[LUAU] Running a standard distro without swap space
Charles Lockhart
lockhart at IfA.Hawaii.Edu
Sat May 14 00:17:50 PDT 2005
Brian Chee wrote:
>Actually I have a question...why would you want to run a machine without
>swap? There are good reasons if you're running an embedded linux machine,
>but for normal machines I've seen folks setup unix boxes that boot from the
>network but ONLY do swap to the local hard disk. Those old xterms did this
>alot just so that you don't swap over the network.
>
We're not using our machines as general desktop platforms. They're part
of a system. In the current case I'm looking at, the computer is
receiving data via a fiber link on one pci bus, processing that data,
and then writing the data to disk across a second pci bus while we're
still reading in more data over the first pci bus. We've (hopefully)

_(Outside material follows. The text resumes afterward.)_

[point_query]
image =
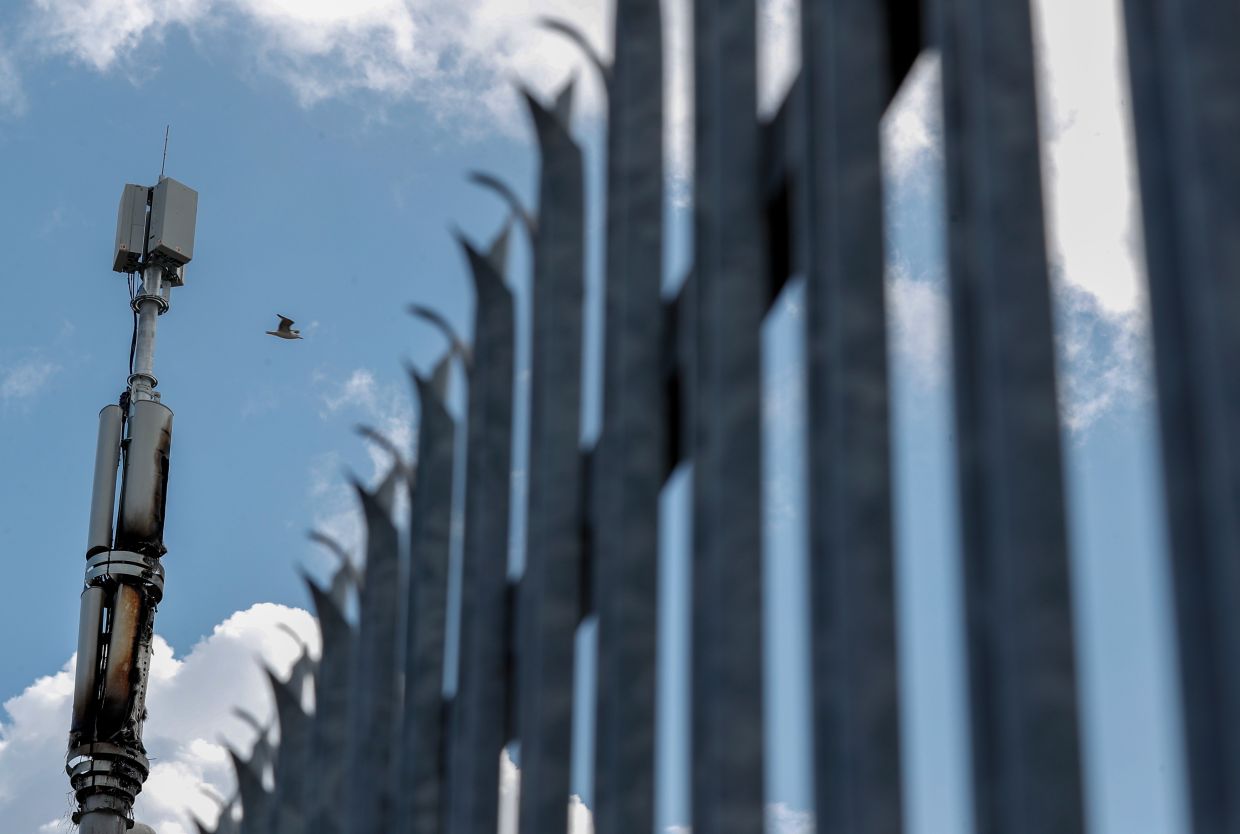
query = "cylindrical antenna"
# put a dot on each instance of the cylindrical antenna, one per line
(164, 161)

managed to handle the contention issues internal to the program, but we
found that the system loses balance and starts dropping data
(irreplacable data) somewhat randomly if physical memory fills up and
the mm starts using the swap partition. Basically the primary
application will be working fine, then we'll start up something other
stuff (slickedit, firefox, tkcvs, etc.), and at some point the swap
partition starts getting used and the primary application performance
starts being randomly flaky. This would be fine if we had some big
shiny flag that would shoot up and alert the user that the system needs
to be re-balanced. But we don't.
One way that we could possibly fix this is to just disable the swap
partition. I'd been hoping that new applications that would exceed the
physical memory on process load would just fail, flagging to the user
that they're misbehaving, but instead the machine just slows down a
lot. This is slightly more problematic for how we use the system.
I've also talked to other people that were designing instrumentation for
astronomy, and there interest in getting rid of the drives was based on
what I'm told is a high rate of disk failure at altitude. If the
primary source of failure is the disk, then why have it? But, please
somebody correct me if I'm wrong, no disk no swap space?